Lambert gave some details about how what had transpired before the AWU accepted the 4% wage increase. He said the NUGFW, Contractors and General Workers’ Union and the AWU had agreed to negotiate together, since they all represented daily rated workers at the 14 regional corporations.
However, he said Prentice decided to go on his own with his union without alerting the other union leaders.
Lambert said he feared the decision will have grave effects on the workers and retirees, as the offer places nothing for them on the table.
“You have betrayed the working class in Trinidad and Tobago and this has been said previously by others. We’re not certain that even the membership of Amalgamated is aware of what he has done, because he continuously said that the executive said to go along and we felt in our principal position, you should have gotten back to us and indicated his intention,” Lambert noted
The AWU joined other unions protesting against the 4 per cent offer in Port-of-Spain earlier this month.
Meanwhile, JTUM president Ancel Roget also distanced himself and the umbrella union group from Prentice and the trade union he leads.

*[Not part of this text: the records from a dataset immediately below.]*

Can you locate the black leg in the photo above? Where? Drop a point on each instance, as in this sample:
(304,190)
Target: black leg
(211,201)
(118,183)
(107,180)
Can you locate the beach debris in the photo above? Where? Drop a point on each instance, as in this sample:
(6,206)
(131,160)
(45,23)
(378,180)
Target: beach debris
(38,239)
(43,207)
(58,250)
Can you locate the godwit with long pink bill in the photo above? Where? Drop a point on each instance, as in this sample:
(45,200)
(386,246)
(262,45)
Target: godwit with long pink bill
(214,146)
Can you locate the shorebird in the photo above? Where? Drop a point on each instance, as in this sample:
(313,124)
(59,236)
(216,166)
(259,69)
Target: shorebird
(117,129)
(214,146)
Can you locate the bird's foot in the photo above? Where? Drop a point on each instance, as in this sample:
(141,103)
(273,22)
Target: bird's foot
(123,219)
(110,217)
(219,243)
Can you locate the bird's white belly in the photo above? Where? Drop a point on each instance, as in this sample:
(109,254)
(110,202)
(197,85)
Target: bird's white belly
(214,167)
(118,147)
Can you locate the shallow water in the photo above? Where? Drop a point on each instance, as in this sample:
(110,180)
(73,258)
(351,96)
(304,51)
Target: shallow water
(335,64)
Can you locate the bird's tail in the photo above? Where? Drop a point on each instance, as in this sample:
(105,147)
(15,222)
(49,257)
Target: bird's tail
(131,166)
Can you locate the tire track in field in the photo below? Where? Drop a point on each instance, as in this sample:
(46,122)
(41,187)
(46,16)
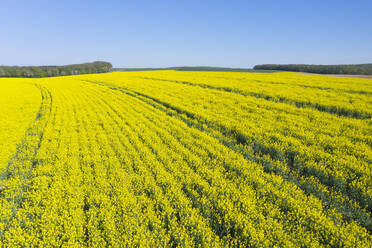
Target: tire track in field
(193,191)
(21,164)
(233,139)
(335,110)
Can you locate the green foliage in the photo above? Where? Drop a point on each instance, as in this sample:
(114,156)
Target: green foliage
(51,71)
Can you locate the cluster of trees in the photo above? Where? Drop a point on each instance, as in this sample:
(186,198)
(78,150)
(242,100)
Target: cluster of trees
(191,68)
(51,71)
(362,69)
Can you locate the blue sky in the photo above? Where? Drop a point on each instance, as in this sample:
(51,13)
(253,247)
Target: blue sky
(175,33)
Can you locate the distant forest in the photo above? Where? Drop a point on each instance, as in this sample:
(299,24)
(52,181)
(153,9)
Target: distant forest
(192,68)
(360,69)
(52,71)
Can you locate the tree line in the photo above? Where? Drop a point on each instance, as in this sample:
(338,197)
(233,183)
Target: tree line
(361,69)
(52,71)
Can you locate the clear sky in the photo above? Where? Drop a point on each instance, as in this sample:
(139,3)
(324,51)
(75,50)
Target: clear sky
(175,33)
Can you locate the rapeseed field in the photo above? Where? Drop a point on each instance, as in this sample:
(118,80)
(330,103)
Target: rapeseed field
(186,159)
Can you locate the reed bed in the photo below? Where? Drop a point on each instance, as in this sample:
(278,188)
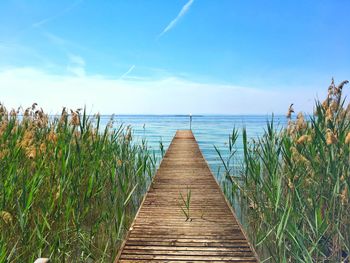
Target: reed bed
(69,188)
(292,186)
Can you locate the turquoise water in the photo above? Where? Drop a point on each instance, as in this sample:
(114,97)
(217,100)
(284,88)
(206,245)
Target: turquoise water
(208,130)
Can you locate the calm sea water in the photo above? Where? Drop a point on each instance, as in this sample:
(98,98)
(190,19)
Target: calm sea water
(208,130)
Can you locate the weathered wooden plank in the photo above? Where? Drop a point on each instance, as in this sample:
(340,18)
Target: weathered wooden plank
(160,231)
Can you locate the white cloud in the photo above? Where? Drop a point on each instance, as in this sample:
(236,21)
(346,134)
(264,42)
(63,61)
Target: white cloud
(57,15)
(171,95)
(183,11)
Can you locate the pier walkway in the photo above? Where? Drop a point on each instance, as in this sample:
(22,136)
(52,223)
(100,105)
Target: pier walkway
(162,232)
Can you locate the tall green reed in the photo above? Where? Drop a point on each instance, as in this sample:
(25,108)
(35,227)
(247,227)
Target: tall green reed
(293,186)
(68,188)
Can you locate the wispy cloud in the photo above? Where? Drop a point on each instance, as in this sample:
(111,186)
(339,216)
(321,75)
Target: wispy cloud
(55,16)
(170,95)
(183,11)
(127,72)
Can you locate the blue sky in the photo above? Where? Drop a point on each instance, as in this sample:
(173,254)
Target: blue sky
(163,57)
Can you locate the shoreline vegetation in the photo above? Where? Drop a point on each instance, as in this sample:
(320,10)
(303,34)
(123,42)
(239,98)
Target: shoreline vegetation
(292,187)
(68,188)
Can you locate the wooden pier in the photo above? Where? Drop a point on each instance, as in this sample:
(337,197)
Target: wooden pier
(161,232)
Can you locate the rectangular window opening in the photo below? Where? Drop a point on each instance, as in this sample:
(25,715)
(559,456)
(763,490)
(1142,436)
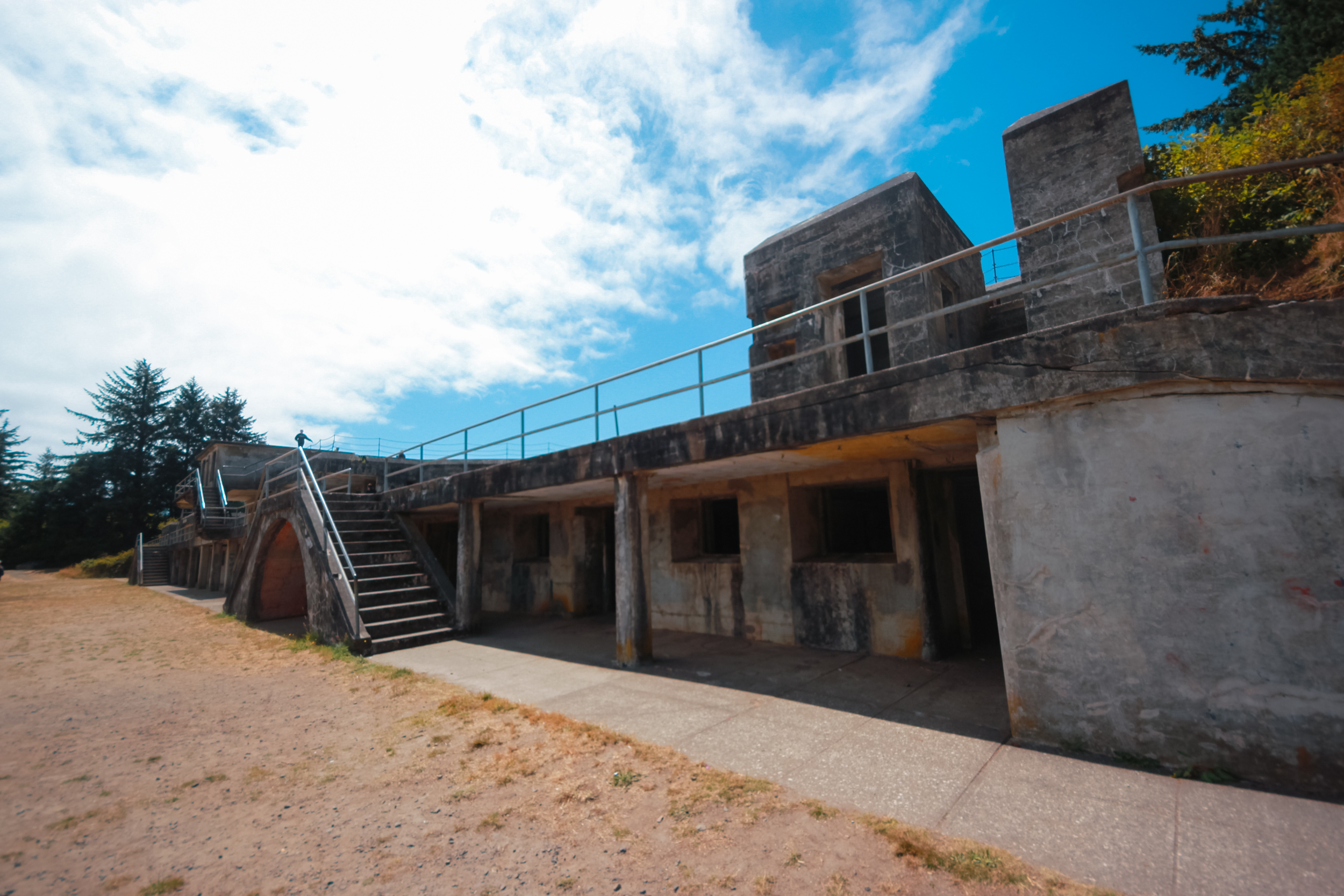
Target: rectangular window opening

“We are firming our conviction that we ought to continue to refuse the 4 per cent because it means absolutely nothing, very little. Let me say that we want to disassociate and distance ourselves from what was signed and accepted yesterday, that’s a matter for him and his members. But we really believe that his members are not aware of the folly that took place and the danger, the injustice to them as a result of accepting a 4%”, he said.
Roget explained why the other unions are still strongly opposed to accepting the 4 per cent wage offer from the Government.
“In 2013 to now, we would have faced enormous inflation, food price raised enormously, fuel price rise, other living costs, household items and so on, the question of books, school, bank loans, instalment loans, mortgages and so on, across the board, generally, living costs. And the cost just merely to survive in 2022 is chalk and cheese and therefore, in terms of food, food according to the Central Statistics Office, those statistics, food inflation, move some 40%.”
Leaders of the labour movement said they will continue to battle against the offer and have vowed to get the working class their just dues.